Disclosure of Invention
The invention aims to solve the problems that the existing method for extracting precession characteristics of a space cone target and three-dimensional ISAR imaging needs multiple radar resources and the calculation process is complex; and the calculated amount of parameter search is large, and the search result is probably not unique, and a spatial cone target ISAR three-dimensional imaging method based on precession feature extraction is provided.

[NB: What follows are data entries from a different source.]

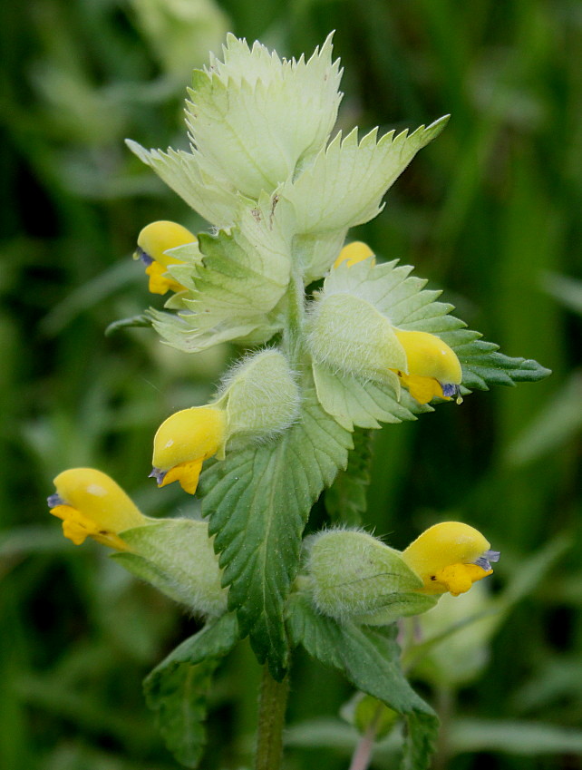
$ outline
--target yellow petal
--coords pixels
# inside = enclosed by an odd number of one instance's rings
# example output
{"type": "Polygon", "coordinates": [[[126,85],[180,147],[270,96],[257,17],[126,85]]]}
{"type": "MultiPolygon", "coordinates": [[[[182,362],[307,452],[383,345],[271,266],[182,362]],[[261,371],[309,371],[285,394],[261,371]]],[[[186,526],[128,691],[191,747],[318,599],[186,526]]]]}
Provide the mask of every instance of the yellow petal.
{"type": "MultiPolygon", "coordinates": [[[[339,257],[334,262],[334,267],[338,268],[343,262],[347,263],[347,267],[351,268],[353,265],[356,265],[358,262],[364,262],[364,259],[367,259],[369,257],[373,258],[373,251],[370,249],[370,247],[366,243],[363,243],[361,240],[354,240],[353,243],[348,243],[347,246],[344,246],[344,249],[339,253],[339,257]]],[[[373,264],[375,265],[375,258],[373,261],[373,264]]]]}
{"type": "Polygon", "coordinates": [[[100,532],[121,532],[147,521],[119,484],[94,468],[63,471],[54,479],[54,486],[63,504],[51,512],[63,518],[61,514],[69,513],[70,507],[77,516],[69,514],[67,518],[82,526],[92,537],[100,532]]]}
{"type": "Polygon", "coordinates": [[[492,570],[483,570],[477,564],[451,564],[432,577],[432,590],[425,593],[444,593],[449,591],[453,596],[465,593],[476,583],[488,575],[492,575],[492,570]]]}
{"type": "Polygon", "coordinates": [[[129,551],[129,546],[114,532],[100,530],[97,523],[71,505],[57,505],[49,512],[63,520],[63,534],[75,545],[82,545],[92,537],[103,545],[117,551],[129,551]]]}
{"type": "Polygon", "coordinates": [[[138,247],[150,259],[165,267],[181,264],[180,259],[169,257],[166,251],[195,241],[196,236],[189,229],[177,222],[170,221],[151,222],[146,225],[138,236],[138,247]]]}
{"type": "Polygon", "coordinates": [[[203,460],[193,460],[191,463],[180,463],[171,468],[163,477],[160,487],[165,487],[172,482],[179,482],[179,485],[189,494],[194,494],[198,487],[198,480],[202,470],[203,460]]]}
{"type": "Polygon", "coordinates": [[[406,374],[432,377],[442,385],[461,385],[461,364],[446,342],[428,332],[394,329],[394,334],[406,353],[406,374]]]}
{"type": "Polygon", "coordinates": [[[419,535],[403,551],[403,559],[422,579],[425,593],[444,593],[450,590],[448,584],[462,593],[475,580],[490,574],[473,563],[489,550],[490,543],[479,530],[461,521],[442,521],[419,535]],[[462,589],[470,577],[470,583],[462,589]]]}
{"type": "Polygon", "coordinates": [[[170,471],[184,463],[206,460],[224,443],[226,429],[226,413],[217,406],[176,412],[154,436],[152,465],[170,471]]]}
{"type": "MultiPolygon", "coordinates": [[[[177,261],[177,260],[176,260],[177,261]]],[[[145,269],[146,275],[150,276],[148,288],[152,294],[166,294],[168,291],[183,291],[184,287],[178,283],[169,273],[167,268],[160,262],[152,262],[145,269]]]]}
{"type": "Polygon", "coordinates": [[[405,375],[403,372],[396,372],[396,374],[401,383],[408,388],[410,395],[419,404],[428,404],[435,396],[450,401],[450,397],[443,395],[441,383],[433,377],[420,377],[418,375],[405,375]]]}

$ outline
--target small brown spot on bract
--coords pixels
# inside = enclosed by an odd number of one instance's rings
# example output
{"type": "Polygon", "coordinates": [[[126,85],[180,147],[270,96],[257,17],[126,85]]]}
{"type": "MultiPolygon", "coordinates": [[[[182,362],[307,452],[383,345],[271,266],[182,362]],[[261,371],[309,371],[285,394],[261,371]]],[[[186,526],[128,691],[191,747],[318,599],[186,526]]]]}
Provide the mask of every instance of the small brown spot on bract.
{"type": "Polygon", "coordinates": [[[276,193],[273,196],[273,202],[271,204],[271,214],[269,217],[269,225],[273,227],[273,217],[275,216],[275,209],[276,204],[279,202],[279,196],[276,193]]]}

The spatial cone target ISAR three-dimensional imaging method based on precession feature extraction is characterized by comprising the following steps of: the method comprises the following specific processes:
firstly, observing a precession space cone target by adopting two radars, namely a radar 1 and a radar 2, obtaining a cone target radar echo, performing pulse compression on the cone target radar echo, and performing motion compensation to obtain target slow time-range images S (f r ,t m );
Obtaining target spin angular velocity omega by adopting curve separation technology and autocorrelation method s And angular velocity of cone rotation omega c
Step two, precession space cone target cone top scattering point is on target slow time-distance image S (f) r ,t m ) The inching curve generated by the plane is a sine curve a i sin(Ω c t m +b i )+d i The slow time-range profile S (f) of the targets of the radar 1 and the radar 2 in the first step is respectively transformed by iRadon r ,t m ) Estimating sinusoidal parameter amplitude a i Phase b i Offset d i
i=1, 2 denotes radar 1 and radar 2;
step three, establishing a precession space cone target ISAR imaging model, and deducing a cone top scattering point inching sine curve a i sin(Ω c t m +b i )+d i Parameter amplitude a i Phase b i Offset d i Spin angular velocity unit vector characteristic of precession with targetTarget cone rotation angular velocity unit vector +.>According to the relation of the iRadon transformation in the second step to the parameter estimation result { a } of the sinusoids on the slow time-range image plane of the radar 1 and the radar 2 targets i ,b i ,d i -spin angular velocity unit vector +_>Cone angular velocity unit vector->And the inching sinusoidal parameter { a } i ,b i ,d i A relation of i=1, 2 represents radar 1 and radar 2, and a nonlinear equation set is established;
step four, solving the nonlinear equation set established in the step three by using a quasi Newton method to obtain an unknown number { r } P ′,θ′ P ,z′ Pcc And then estimate the target spin and cone spin unit vector
The r is P ' is the polar diameter, theta, in the form of cylindrical coordinates of the cone-top scattering point P ' is the polar angle, z ' in the form of cylindrical coordinates of the cone-top scattering point ' P Is the height alpha in the form of cylindrical coordinates of the cone top scattering point c And beta c The azimuth angle and the elevation angle of the cone-rotation vector in a target coordinate system are respectively;
step five, according to the target spin and cone rotation angular velocity unit vector obtained in the step fourAnd step one estimated target spin, cone angular velocity { Ω } sc Determining the slow time-distance image S (f) of scattering points (x, y, z) at different positions of the precessional spatial cone target r ,t m ) Inching curve on plane, using generalized Radon transformation to target slow time-distance image S (f r ,t m ) Integrating the inching curve path on the plane to obtainThree-dimensional image S of object GRT (x, y, z) and imaging results reflect the structural dimensions and spatial pose of the target.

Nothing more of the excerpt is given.